Bir baktım, Fikret’in sesi kulağımda:
“Yiyin beyler yiyin…”
Meğer bakanın favori mekânı Recep Usta imiş. Hani konu asgari ücrete gelince “denge”, “disiplin”, “enflasyon” diyerek eli titreyen bakanın… Asgari ücretliye pinti davranan bakanın.
İzmir’de de şubesi var bu Recep Usta’nın. Yani Ama bırakın asgari ücretliyi; işçiyi, memuru, emekliyi…
Üst düzey bir bürokratın bile maaşıyla rahatça adım atamayacağı bir yer burası.
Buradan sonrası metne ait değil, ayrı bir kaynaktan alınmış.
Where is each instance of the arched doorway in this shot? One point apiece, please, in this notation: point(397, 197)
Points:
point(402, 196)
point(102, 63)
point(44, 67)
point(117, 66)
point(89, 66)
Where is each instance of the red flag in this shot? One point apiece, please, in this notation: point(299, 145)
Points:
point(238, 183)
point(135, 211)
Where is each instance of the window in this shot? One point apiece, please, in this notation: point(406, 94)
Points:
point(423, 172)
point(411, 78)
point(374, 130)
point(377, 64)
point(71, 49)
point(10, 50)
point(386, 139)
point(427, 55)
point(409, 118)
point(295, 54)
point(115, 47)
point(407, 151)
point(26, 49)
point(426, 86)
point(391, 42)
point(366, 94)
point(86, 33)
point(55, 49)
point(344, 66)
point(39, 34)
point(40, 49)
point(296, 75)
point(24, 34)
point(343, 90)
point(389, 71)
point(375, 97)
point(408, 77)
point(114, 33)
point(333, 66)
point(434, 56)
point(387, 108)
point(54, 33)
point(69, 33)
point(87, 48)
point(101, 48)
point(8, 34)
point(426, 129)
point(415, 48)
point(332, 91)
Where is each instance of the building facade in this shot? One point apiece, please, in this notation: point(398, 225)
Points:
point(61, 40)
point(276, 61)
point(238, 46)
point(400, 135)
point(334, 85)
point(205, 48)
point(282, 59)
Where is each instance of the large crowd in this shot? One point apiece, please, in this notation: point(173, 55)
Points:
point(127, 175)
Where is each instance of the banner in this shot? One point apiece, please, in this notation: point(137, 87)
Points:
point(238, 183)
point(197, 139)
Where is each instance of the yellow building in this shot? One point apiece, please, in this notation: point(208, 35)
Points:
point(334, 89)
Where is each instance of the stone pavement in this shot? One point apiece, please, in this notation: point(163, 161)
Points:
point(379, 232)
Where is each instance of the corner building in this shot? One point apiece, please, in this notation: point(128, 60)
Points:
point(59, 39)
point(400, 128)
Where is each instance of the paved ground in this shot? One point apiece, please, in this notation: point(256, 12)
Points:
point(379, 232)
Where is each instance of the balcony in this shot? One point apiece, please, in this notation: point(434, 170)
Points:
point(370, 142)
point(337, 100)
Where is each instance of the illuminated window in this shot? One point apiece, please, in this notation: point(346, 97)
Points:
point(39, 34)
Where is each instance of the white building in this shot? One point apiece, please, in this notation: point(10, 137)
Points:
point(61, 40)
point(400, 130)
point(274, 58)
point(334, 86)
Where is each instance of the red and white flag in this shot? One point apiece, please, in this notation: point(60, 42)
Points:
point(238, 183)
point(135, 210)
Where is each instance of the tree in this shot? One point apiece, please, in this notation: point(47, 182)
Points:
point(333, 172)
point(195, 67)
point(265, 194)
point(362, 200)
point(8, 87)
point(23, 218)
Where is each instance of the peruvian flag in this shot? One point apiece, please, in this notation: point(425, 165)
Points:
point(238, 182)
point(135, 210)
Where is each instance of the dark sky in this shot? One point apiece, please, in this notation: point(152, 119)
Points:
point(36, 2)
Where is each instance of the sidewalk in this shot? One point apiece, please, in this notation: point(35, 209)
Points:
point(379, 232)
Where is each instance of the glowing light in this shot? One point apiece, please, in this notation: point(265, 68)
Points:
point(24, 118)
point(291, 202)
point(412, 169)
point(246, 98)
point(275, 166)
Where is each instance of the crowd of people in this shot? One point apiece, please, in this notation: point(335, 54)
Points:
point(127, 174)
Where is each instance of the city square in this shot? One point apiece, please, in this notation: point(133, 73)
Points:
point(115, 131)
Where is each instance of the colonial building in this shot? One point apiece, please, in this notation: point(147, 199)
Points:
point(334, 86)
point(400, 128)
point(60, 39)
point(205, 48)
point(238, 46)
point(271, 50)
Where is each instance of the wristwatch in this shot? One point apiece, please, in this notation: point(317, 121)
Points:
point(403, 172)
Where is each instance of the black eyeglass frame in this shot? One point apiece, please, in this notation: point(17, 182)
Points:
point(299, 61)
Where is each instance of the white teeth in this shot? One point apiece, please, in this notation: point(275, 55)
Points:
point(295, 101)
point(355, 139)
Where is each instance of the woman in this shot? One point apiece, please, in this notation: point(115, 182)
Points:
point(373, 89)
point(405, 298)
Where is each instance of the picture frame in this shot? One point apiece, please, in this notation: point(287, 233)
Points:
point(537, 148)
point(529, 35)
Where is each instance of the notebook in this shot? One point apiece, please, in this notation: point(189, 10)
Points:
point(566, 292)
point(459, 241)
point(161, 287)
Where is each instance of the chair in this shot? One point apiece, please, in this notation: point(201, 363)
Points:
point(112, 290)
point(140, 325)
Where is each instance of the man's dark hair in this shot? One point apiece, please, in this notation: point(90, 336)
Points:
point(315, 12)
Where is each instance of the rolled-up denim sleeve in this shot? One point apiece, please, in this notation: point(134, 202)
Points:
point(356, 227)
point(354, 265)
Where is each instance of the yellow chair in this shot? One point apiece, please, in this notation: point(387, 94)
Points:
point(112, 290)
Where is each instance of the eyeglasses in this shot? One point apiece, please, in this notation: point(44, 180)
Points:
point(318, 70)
Buyurun etiketlere bakalım:
•Kuzu Dolma: 29 bin 500 TL
•Beşli Gerdan: 8 bin 500 TL
•Saç Tava: 8 bin 450 TL
•Üçlü İncik: 5 bin 85 TL
•Karışık Izgara: 4 bin 687 TL
Tüm menüyü yazacak değilim.
Ama hakkını yemeyelim; en ucuzunu da yazalım:
Tavacıda kavurma 1.200 lira.

Düşünün gari…
Olmaz ya…
Bir asgari ücretli, ailesini alacak, tavacıya gidecek, bir kuzu dolma yiyecek…
Bir ay çalışacak.
Yetmeyecek.
Üstüne 7 bin 500 lira borçlanacak.
Ama konu asgari ücret olunca eli titreyen bakan,
Konu kendi boğazı ve ağırladığı heyetler olunca devletin kasasını cömertçe açıyor.
Bir yemek sonrası devlete kesilen fatura: Tamı tamına 97 bin 909 lira.
Yetmedi…
Bakan bey Mayıs ayında Azerbaycan heyetini de aynı mekânda ağırlamış.
O günkü hesap 30 bin lira.
Demek ki Mayıs’tan bu yana tavacıdaki artış üç kat.
Madem öyle…
Bakan bey et fiyatlarından yola çıksa, bugün asgari ücretin 60 bin lira olması gerekir.

Ama onların kafasında dolaşan rakam bunun yarısı:
30 bin lira.
Vakti zamanında, 1980’lerin ortası…
Yeni Asır Gazetesi’ndeyim.
Muhasebeden parayı çektim, doğruca İzmir’in en ünlü balık lokantasına gittim.
Masayı donattık, hesabı ödedim.
Ertesi gün Yeni Asır’ın manşetindeydim:
“Asgari ücreti bir öğünde yedim.”
Asgari ücret bu ülkede hep süründü.
Bir zamanlar emekli maaşının da altındaydı. Emekli neredeyse iki kat asgari ücret alırdı. Bu iktidar bir şeyi daha yaptı:
Emekliyi de asgari ücretin altına itti.
Tevfik Fikret boşuna yazmamıştı.
Bu bir sofra hikâyesi değil,
Bu bir yağma düzenidir.
Han onların,
İştah onların…
Yiyin beyler yiyin;
han sizin, iştah sizin,
fatura ise her zamanki gibi memleketin yoksuluna.